Health-related research is one of the top three online activities in the world, according to the Content Marketing Institute. In the U.S. alone, more than 100 million people per year visit health-related sites such as WebMD, Familydoctor.org, Healthfinder.gov, and CNN Health, among thousands of others.
A recent survey by Pew Research Center found that 72 percent of Internet users looked online for health information within the past year. But eight out of ten of those online health seekers began at a search engine such as Google, Bing, or Yahoo, versus just 13 percent who started their search at a site that specializes in health topics.
The message is clear: your patients are looking for health information online, but maybe not from the best sources. You want patients to be educated, not overwhelmed. And you want the information to be accurate and helpful, not misleading or even harmful. Here are four reasons why you need to be a part of your patients’ health research.
1. You can provide patients with quality health information so they don’t seek it from less-reputable sources.
You have the medical degree. You read the journals. You attend the conferences, earn CME credits, and keep up to date with the latest advances in your field of medicine. So why would you leave your patients to navigate the vast array of questionable health info online without your help? Instead of telling your patients to get off Google, make sure you are providing them with educational content that answers their questions – and make sure they can access it before and after their appointments.
2. You can offer patients targeted, expert materials related to their condition.
Of all those people searching for health topics online, more than half of them (55 percent) searched for information on a specific disease or medical problem within the past year. Since you are the expert on your area of practice and your patients, you are the best source of timely and accurate condition-specific information for them.
The good news is that you don’t have to create this content yourself. Internet-based patient education software makes it easy and cost-effective to add medical animations and videos of procedures, treatment options, and patient testimonials to your practice website, social media pages, and even a TV in your waiting room. You can customize the content for your practice, and show patients only what it makes sense for them to see.

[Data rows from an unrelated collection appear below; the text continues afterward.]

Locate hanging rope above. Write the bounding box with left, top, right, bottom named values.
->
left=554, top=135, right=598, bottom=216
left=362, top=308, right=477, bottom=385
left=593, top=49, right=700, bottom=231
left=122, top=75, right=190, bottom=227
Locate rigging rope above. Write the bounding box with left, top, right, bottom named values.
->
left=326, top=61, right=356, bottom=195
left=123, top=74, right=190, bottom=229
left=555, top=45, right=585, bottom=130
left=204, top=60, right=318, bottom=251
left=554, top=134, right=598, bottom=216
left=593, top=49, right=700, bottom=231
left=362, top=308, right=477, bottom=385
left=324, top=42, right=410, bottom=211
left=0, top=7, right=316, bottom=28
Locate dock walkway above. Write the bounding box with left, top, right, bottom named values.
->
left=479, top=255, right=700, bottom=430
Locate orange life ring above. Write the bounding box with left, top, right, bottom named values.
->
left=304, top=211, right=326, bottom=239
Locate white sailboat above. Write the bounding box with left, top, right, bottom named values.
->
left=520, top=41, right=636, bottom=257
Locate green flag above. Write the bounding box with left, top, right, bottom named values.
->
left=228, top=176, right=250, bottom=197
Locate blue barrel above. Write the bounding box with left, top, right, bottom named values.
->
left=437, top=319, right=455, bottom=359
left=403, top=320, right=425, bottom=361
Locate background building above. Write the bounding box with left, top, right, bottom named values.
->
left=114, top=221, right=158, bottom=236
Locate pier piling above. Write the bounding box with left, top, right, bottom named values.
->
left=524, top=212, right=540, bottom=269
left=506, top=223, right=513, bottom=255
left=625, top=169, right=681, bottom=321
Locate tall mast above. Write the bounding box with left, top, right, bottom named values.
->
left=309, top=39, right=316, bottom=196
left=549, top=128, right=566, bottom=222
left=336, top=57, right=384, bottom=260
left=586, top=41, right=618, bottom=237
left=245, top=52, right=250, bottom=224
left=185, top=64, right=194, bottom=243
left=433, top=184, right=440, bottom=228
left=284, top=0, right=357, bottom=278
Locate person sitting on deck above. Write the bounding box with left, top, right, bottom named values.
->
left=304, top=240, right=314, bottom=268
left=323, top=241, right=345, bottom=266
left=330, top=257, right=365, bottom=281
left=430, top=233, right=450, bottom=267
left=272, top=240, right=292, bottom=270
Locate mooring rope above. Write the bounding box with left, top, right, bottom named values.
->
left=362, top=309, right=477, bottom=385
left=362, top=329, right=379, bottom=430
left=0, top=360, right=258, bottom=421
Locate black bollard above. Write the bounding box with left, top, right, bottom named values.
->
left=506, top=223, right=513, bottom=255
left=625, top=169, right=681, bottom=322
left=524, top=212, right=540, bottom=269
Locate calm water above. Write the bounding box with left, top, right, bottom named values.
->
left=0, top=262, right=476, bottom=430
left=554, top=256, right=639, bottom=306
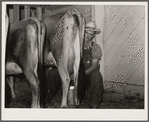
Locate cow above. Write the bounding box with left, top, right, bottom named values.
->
left=5, top=17, right=45, bottom=108
left=43, top=8, right=85, bottom=108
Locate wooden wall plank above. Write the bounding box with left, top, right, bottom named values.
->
left=13, top=5, right=20, bottom=23
left=105, top=6, right=141, bottom=55
left=36, top=7, right=42, bottom=20
left=105, top=5, right=122, bottom=30
left=109, top=18, right=145, bottom=64
left=105, top=7, right=135, bottom=55
left=104, top=6, right=130, bottom=43
left=128, top=62, right=144, bottom=84
left=104, top=10, right=144, bottom=64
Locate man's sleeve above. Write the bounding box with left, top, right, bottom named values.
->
left=92, top=43, right=102, bottom=60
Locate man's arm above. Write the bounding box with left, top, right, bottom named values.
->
left=85, top=59, right=99, bottom=75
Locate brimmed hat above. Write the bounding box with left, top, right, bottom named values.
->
left=85, top=21, right=101, bottom=34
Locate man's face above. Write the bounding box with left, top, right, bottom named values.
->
left=85, top=28, right=95, bottom=41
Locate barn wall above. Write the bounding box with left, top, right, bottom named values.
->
left=103, top=5, right=145, bottom=95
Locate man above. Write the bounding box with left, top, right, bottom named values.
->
left=83, top=21, right=104, bottom=108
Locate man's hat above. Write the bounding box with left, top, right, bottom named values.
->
left=85, top=21, right=101, bottom=34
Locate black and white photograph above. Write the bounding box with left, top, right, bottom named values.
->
left=1, top=1, right=148, bottom=121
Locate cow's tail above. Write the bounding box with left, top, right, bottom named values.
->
left=71, top=8, right=85, bottom=57
left=72, top=8, right=85, bottom=104
left=29, top=17, right=45, bottom=77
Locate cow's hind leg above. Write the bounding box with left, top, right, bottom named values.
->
left=73, top=29, right=80, bottom=105
left=21, top=23, right=40, bottom=108
left=7, top=76, right=16, bottom=98
left=58, top=67, right=70, bottom=108
left=24, top=70, right=40, bottom=108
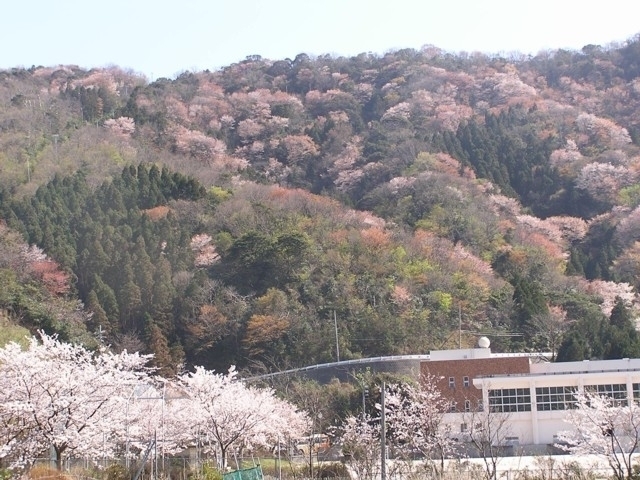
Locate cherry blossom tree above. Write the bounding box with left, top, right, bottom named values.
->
left=387, top=375, right=457, bottom=476
left=557, top=389, right=640, bottom=480
left=178, top=367, right=306, bottom=468
left=463, top=408, right=511, bottom=480
left=0, top=333, right=149, bottom=469
left=341, top=414, right=382, bottom=478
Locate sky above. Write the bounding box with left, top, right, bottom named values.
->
left=0, top=0, right=640, bottom=80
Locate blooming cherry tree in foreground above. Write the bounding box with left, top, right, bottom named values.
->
left=387, top=375, right=457, bottom=474
left=0, top=334, right=149, bottom=469
left=178, top=367, right=306, bottom=468
left=557, top=390, right=640, bottom=480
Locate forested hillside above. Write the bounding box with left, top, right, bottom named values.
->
left=0, top=38, right=640, bottom=375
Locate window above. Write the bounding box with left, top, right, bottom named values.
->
left=584, top=383, right=627, bottom=406
left=489, top=388, right=531, bottom=413
left=536, top=387, right=577, bottom=411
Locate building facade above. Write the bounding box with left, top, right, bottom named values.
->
left=421, top=344, right=640, bottom=447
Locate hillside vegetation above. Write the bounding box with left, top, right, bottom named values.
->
left=0, top=38, right=640, bottom=375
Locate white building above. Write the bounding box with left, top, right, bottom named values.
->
left=422, top=344, right=640, bottom=446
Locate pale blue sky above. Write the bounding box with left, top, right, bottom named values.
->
left=5, top=0, right=640, bottom=79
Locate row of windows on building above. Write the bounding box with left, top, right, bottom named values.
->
left=449, top=377, right=471, bottom=388
left=482, top=383, right=640, bottom=412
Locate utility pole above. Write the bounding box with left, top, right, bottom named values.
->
left=380, top=382, right=387, bottom=480
left=333, top=310, right=340, bottom=361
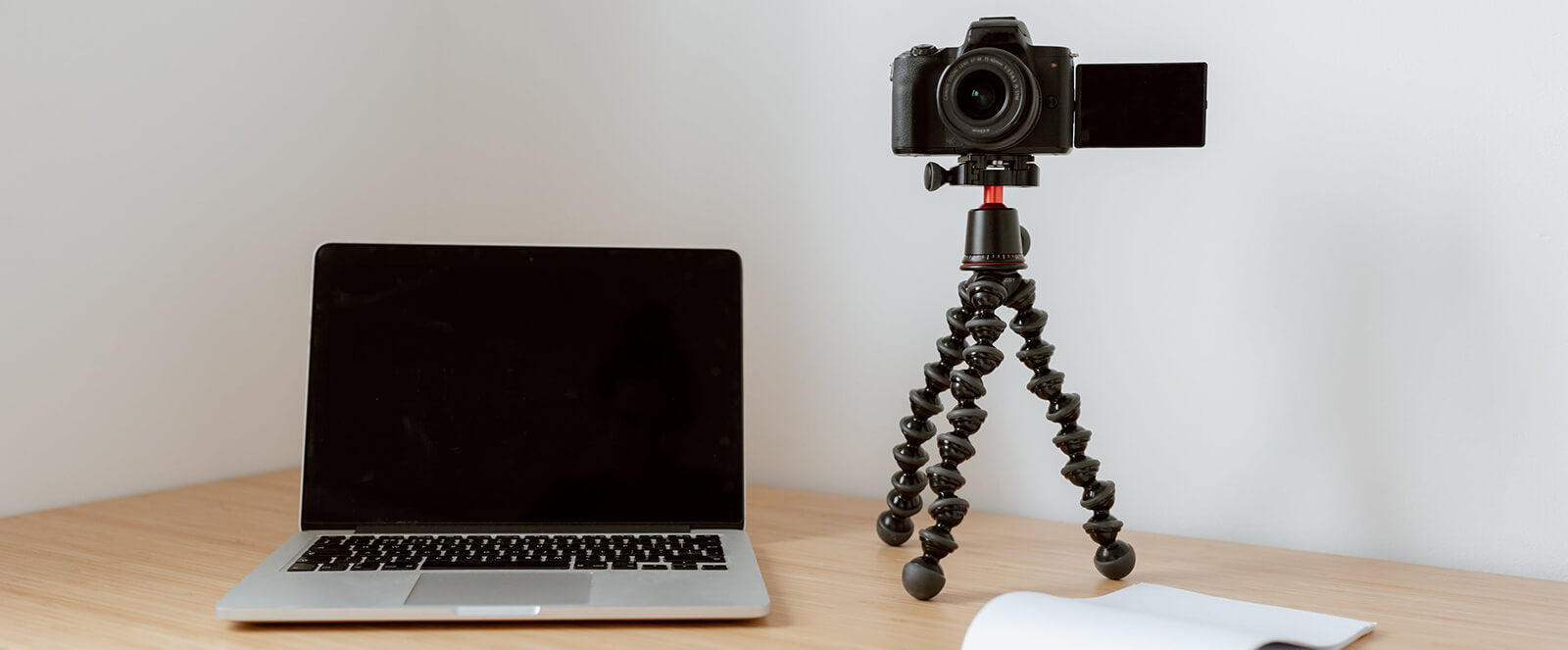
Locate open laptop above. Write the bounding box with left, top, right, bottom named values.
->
left=218, top=243, right=768, bottom=622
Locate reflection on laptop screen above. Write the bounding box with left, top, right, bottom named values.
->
left=301, top=243, right=743, bottom=529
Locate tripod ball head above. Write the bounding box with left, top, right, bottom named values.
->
left=958, top=203, right=1029, bottom=270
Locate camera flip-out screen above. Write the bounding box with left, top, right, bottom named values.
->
left=1074, top=63, right=1209, bottom=148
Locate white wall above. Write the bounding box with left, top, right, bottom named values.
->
left=0, top=0, right=1568, bottom=579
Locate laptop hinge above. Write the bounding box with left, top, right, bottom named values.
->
left=355, top=523, right=692, bottom=535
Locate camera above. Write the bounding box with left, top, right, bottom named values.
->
left=892, top=18, right=1207, bottom=156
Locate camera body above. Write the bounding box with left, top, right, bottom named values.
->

3. You can provide patients free information they can’t get elsewhere.
While it’s true that anyone can find just about anything they want on the Internet, the best and most timely content is not always free. The same Pew Research study found that 26 percent of online health seekers have been asked to pay for access to something they wanted to see online. Just 2 percent say they paid to access the content, while 83 percent tried to find the same information somewhere else, and 13 percent gave up.
As a medical provider, you have access to top-notch proprietary content that your patients can’t find anywhere else. By positioning yourself as an expert source and provider of quality health information, you increase your practice’s value offering, your reputation with your patients, and maybe even referrals. JAMA cited word-of-mouth referrals as “very important” or “important” to 85 percent of people surveyed when it comes to choosing a doctor.
4. You can boost patient engagement.
A new study shows that one in five patients are searching for information related to their health in their doctor’s waiting room so that they can feel prepared and confident during their appointment. More and more patients want to be active participants in their health care, and by providing them with high-quality health information at their fingertips, you’re helping them to be more engaged. And research has proven that more engaged patients have better outcomes and lower health care costs.
As a doctor, your time should be spent treating patients, not sifting through a pile of WebMD printouts and talking terrified patients off the ledge after a Google search gone wrong.